DJ Spooky

Author: 
Chris Spangenberg

Multimedia artist Paul Miller, or DJ Spooky That Subliminal Kid, has come a long way from his initial involvement with the Soundlab Collective in New York City in the mid-90's to his later multimedia projects Rebirth Of A Nation, and his current collaboration with the Vancouver Art Gallery on its latest exhibition Mashup: The Birth Of Modern Culture. Taking his stage name from a character in the William Burroughs's novel Nova Express, Miller merges cultural and musical theory of postmodernism and musique concrete with DJ mixing techniques to explore the experience of sound in the info-laden context of the 21st century. Whoa. So when I heard he was re-scoring the soundtrack to the Situationist film Society of The Spectacle on January 30, I had to go. After all, it was the Subliminal Kid behind the wheels.

 

The show itself was an attachment to Vancouver's signature Push Festival, which was entering its second week of radical live performances. The venue was the Fox Cabaret, a shadowy theatre turned concert hall on Main street. Instead of your usual mid-20s hipster or hip-hophead concert trekker, I noticed a distinctly older crowd that night—Push festival pass-holders, no doubt. There were chairs at the front of the stage. I joined fellow CJSF-er Trevor in the second row, and settled down for a long wait.

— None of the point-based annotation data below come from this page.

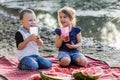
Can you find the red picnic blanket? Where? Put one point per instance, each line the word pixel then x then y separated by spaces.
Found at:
pixel 8 69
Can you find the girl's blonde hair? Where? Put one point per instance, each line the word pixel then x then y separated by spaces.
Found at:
pixel 70 12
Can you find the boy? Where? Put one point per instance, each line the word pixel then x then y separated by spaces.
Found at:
pixel 28 44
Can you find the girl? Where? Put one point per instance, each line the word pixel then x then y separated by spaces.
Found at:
pixel 68 49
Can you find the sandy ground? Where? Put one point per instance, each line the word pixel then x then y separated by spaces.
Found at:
pixel 110 57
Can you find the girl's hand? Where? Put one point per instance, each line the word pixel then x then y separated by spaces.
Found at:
pixel 71 46
pixel 32 37
pixel 65 39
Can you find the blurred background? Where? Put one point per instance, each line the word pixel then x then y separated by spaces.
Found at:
pixel 99 20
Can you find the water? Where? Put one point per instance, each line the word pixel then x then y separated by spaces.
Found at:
pixel 98 19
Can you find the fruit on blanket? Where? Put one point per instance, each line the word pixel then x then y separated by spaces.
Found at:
pixel 91 73
pixel 49 75
pixel 35 77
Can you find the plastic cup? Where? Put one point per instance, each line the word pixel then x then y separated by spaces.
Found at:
pixel 65 33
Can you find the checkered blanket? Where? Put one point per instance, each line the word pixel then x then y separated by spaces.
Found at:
pixel 9 70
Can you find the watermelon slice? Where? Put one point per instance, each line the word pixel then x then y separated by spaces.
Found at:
pixel 91 73
pixel 47 75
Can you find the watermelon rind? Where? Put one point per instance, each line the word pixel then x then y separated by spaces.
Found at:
pixel 47 77
pixel 81 76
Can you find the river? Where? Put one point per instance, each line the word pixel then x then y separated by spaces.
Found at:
pixel 99 19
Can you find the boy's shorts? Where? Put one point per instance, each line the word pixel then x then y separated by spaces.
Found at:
pixel 71 55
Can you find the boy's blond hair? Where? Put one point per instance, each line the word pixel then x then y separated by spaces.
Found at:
pixel 70 12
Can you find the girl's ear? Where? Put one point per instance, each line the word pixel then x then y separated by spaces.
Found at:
pixel 21 21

It didn't take long. DJ Spooky, joined by local musicians Peggy Lee, Mark Ferris, and Stefan Smulovitz, entered the stage shortly after 8:30 to a short din of applause. As means of introducing the show, DJ Spooky contextualized the Situationist movement and its notorious founder Guy Debord. The 1973 film itself is an adaptation of the Marxist critical theoretical manifesto Society Of The Spectacle that developed the concept of the spectacle. After giving big props to the musicians and their improvisatory skills, the black-and-white film began to play to a hauntingly fragmented electronic note and rising violin chords.

The film launched into a grainy parade of posing half-naked female models, formations of marching soldiers, street-level scenes of protests, riot police beating on protestors, political figures, routines of modern living and automation, with the occasional appropriated Hollywood movie scene. The theory itself manifested through subtitles, altering our perception of the flux of images with its re-interpretive socio-cultural critique. In watching the dense collage of juxtaposed images, I felt the menace of modernity blown up to unreal proportions. Images of war and anarchy that appeared alongside the plastic passages of the models were like ghosts in the filmic medium. The graininess of the film's quality lent it an air of ceremony; the medium spiritually evoked the zeitgeist of the degraded modern past.

While the DJ spun and churned out the dystopic soundscape, the string trio weaved their harmonies over the madcap electronic arrangements. Massive as the master track of some epic virtual reality, Spooky, God-like, channeled the energies from genres as dizzying and diffuse as oldschool boom-bap Hip-Hop, dubstepstep, and ambient to lend a new interpretative level to the film's drastic imagery. Dark and muddy ambient interludes swamped the hall, while at other times, pounding drums drove a juggernaut rhythm to the accompaniment of Gotterdamerung glockenspiel and glitchy flashes. The string company were in great form, at one point conjuring Vivaldi's Seasons (Spring) and Samuel Barber's Agnus Dei on strings to the rushing apocalyptic soundscapes.

The whole of the show proved to be a whirling audio-visual intersection between filmic mass-media patchwork, cultural theory subtitles, and a live mixed score. The greatest thing about the multiple levels of juxtaposition was how the three different elements worked well together to deliver this live performance. Not a beat was off, nor an image spared in its whirlwind re-envisioning of the theoretical film. When the show finished, I introduced myself, got my album signed, and left shortly thereafter with Trevor, mind still reeling over the complexity and revolutionary experience that was DJ Spooky with string ensemble.